**What is Liquidity Ratio?**

The ratios that determine the capability of the organization to overcome the short-term debt obligations and dues are known as the liquidity ratios. The liquidity ratios are the outcomes of the cash that needs to be distributed and other liquid assets for the short period of time that the organization has borrowed and the current liabilities. These reflect the number of times the short term debt obligations are covered by the cash and other cash equivalents. The more is the liquidity ratio, the more will be the capability of the company to pay the liabilities and other obligations. If the liquidity ratio results in 1 or more than that, it means that the company is going through a good financial state. On the other hand, if the ratio is less than 1, the company is likely to face extreme difficulties.

Liquidity ratio simply works as an indicator of whether the current assets of the company will be enough in order to face the obligations of the organization. If used with the purpose of making a comparison, the liquidity ratios are considered to be very useful. The liquidity ratio analysis is less efficient and effective at the time of comparing the businesses of different sizes in the different geographical areas. The liquidity ratio works at its best when a comparison needs to be made among the company and its competitors to find out the strategic position of the company.

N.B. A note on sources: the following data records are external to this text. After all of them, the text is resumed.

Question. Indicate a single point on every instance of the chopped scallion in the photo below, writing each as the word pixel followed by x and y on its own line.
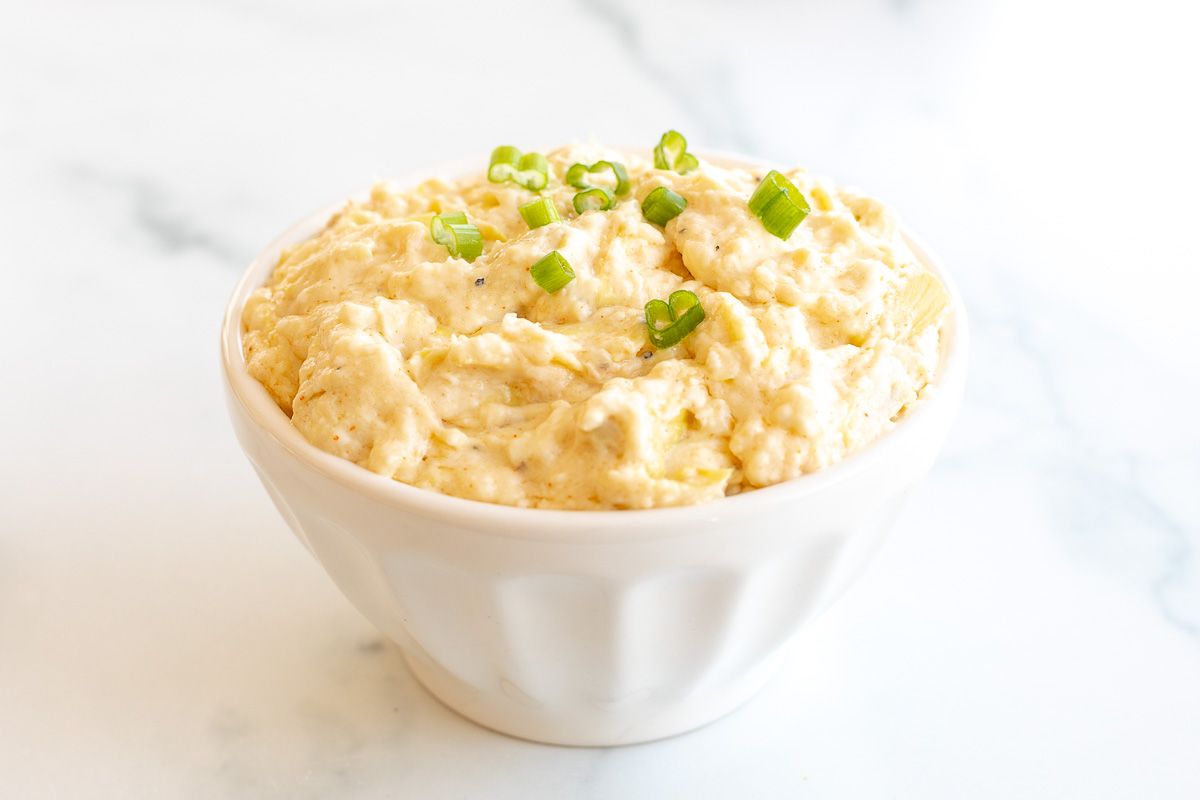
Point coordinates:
pixel 529 170
pixel 577 175
pixel 671 152
pixel 453 232
pixel 551 271
pixel 503 164
pixel 779 204
pixel 540 212
pixel 667 323
pixel 593 199
pixel 533 172
pixel 663 205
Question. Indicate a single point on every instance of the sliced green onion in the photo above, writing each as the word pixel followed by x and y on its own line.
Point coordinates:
pixel 533 172
pixel 540 212
pixel 551 271
pixel 779 204
pixel 671 152
pixel 593 199
pixel 663 205
pixel 453 232
pixel 577 175
pixel 503 164
pixel 669 323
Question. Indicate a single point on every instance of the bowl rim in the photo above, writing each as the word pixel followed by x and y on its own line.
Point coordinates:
pixel 559 523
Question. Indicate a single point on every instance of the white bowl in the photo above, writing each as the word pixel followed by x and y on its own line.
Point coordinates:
pixel 587 627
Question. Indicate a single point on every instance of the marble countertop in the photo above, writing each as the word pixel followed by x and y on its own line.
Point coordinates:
pixel 1032 629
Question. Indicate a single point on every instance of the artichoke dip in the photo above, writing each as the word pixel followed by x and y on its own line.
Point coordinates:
pixel 593 329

**Why consider Liquidity Ratio?**

The credibility and the credit rating of the company are affected by the Liquidity Ratio. If the irregularity in the repayment of the liability for a shorter period of time occurs, then it will simply lead to bankruptcy. Therefore, liquidity ratio plays a significant role to find out the financial stability and the credit ratings of any business organization.

**Types of Liquidity Ratios**

**Current Ratio**

In order to analyze, if the company is financially strong or not, the current ratio is used. 2:1 is considered to be the ideal ratio, but sometimes, it may change and depend upon the particular industry.

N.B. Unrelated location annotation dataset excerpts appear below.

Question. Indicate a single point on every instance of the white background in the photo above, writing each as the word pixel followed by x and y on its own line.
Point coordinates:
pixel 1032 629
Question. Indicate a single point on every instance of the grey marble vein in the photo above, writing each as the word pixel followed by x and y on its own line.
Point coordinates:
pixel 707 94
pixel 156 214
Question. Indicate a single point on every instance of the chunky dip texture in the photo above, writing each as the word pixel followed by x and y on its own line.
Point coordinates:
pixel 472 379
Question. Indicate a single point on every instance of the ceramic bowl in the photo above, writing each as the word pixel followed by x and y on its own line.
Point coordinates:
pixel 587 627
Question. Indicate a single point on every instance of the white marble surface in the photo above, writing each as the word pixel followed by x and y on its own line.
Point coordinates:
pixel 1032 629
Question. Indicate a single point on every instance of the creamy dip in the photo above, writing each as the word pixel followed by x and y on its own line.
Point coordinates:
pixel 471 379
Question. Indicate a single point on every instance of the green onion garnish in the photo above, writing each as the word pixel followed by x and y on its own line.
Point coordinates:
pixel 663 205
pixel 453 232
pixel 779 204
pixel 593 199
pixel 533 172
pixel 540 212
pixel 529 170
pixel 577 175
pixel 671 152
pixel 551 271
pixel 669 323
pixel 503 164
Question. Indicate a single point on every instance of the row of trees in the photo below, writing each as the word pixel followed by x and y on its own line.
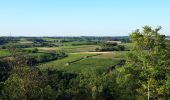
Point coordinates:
pixel 145 75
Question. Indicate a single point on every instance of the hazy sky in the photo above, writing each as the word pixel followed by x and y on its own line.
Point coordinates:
pixel 81 17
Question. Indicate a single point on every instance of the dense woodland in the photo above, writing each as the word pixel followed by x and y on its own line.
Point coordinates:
pixel 136 67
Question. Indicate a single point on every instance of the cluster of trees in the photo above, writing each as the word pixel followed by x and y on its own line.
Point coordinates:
pixel 109 46
pixel 144 75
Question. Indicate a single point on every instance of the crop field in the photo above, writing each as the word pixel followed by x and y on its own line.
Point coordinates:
pixel 4 53
pixel 96 62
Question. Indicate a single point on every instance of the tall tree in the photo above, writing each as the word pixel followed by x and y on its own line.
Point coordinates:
pixel 147 64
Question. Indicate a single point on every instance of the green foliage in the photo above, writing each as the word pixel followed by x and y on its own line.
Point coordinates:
pixel 147 65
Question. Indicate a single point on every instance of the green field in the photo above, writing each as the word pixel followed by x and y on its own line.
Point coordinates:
pixel 4 53
pixel 95 62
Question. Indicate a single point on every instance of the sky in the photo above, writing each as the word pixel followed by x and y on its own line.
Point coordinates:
pixel 81 17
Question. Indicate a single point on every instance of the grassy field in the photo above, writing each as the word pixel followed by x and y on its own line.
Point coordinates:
pixel 96 63
pixel 4 53
pixel 70 49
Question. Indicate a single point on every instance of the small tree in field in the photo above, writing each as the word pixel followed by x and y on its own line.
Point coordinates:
pixel 147 65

Formula: Current Assets/Current Liability

Where,

Stock, debtors, cash and bank, receivables, other current assets – fall under the category of Current Assets.

The creditor, short-term loan, bank overdraft, expenses unsettled, other current liabilities – fall under the category of Current Liability.

**Quick Ratio**

The quick ratio is also known as the acid test ratio to determine the liquidity of the company. This is considered to be the conventional ratio in comparison to the current ratio. The quick assets can be calculated by making adjustments i.e. eradicating the non-cash assets from the current assets. 1:1 is the standard ratio for this.

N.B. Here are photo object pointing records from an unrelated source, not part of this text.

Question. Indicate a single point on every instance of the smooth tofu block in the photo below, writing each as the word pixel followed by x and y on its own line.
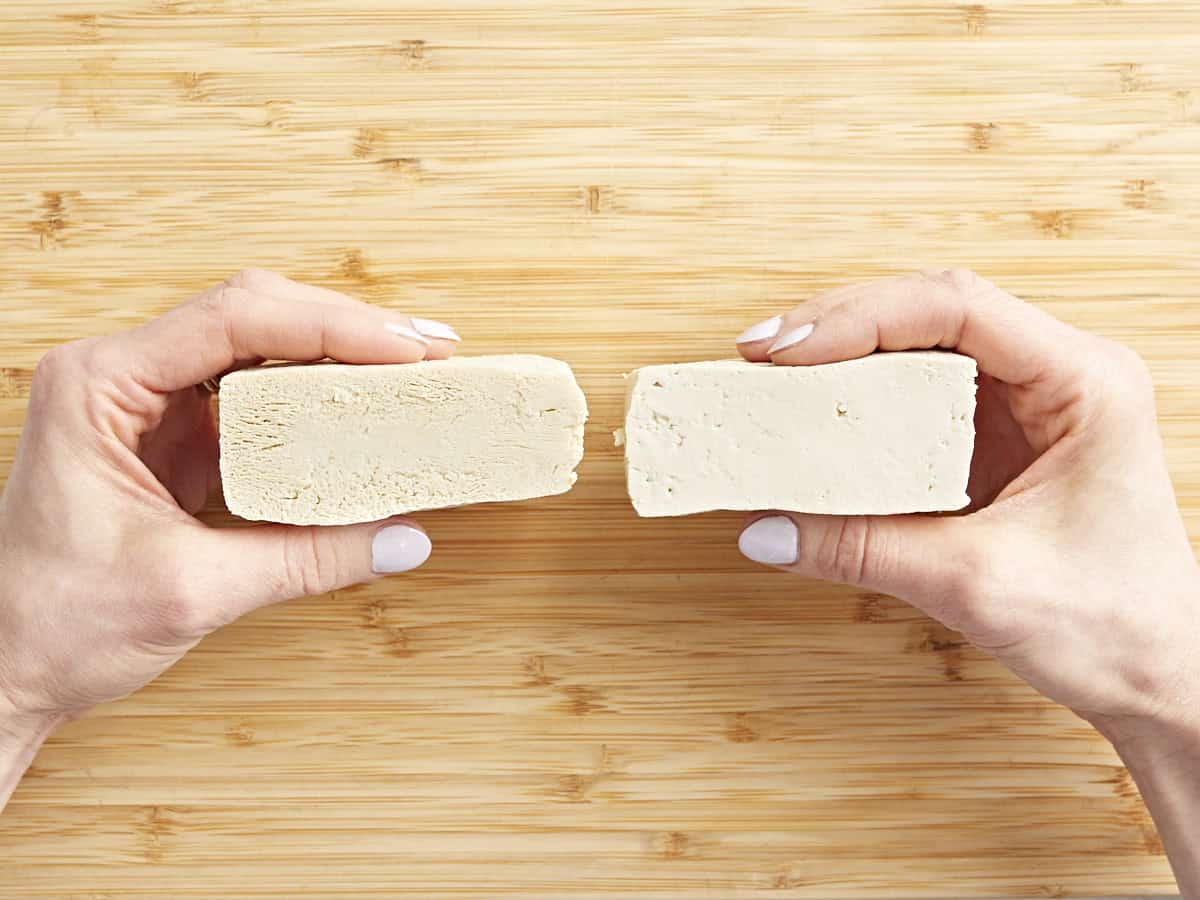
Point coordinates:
pixel 333 444
pixel 887 433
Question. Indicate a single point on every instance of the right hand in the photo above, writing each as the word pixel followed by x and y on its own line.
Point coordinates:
pixel 1073 567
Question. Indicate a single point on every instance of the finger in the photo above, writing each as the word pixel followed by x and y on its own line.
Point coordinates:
pixel 1012 340
pixel 249 568
pixel 442 337
pixel 225 325
pixel 929 561
pixel 755 342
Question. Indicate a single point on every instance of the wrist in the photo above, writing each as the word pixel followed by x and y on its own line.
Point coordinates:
pixel 21 737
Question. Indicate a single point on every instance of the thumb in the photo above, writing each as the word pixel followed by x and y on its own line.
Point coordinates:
pixel 931 562
pixel 263 564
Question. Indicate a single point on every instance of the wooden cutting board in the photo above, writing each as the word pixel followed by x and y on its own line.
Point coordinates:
pixel 569 701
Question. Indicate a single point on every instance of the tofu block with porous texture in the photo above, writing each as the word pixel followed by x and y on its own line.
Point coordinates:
pixel 892 432
pixel 333 444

Formula: Quick Assets/ Current Liability

Where,

Quick Assets= Current Assets- Inventory- Prepaid Expenses.

**Absolute Liquidity Ratio**

The total liquidity available for the company is measured by the absolute liquidity ratio. The short-term liquidity is measured by this type of ratio. The short-term liquidity includes – cash, marketable securities, and current investment.

Formula: Cash + Marketable Securities/ Current Liability.

**Basic Defense Ratio**

The number of days a company has covered its cash expenses without taking any help from the additional or any extra financing institutions or any other sources is stated by the basic defense ratio.

Formula: (Cash+ Receivables+ Marketable Securities) / (Operating Expenses+ Interest+ Taxes) / 365.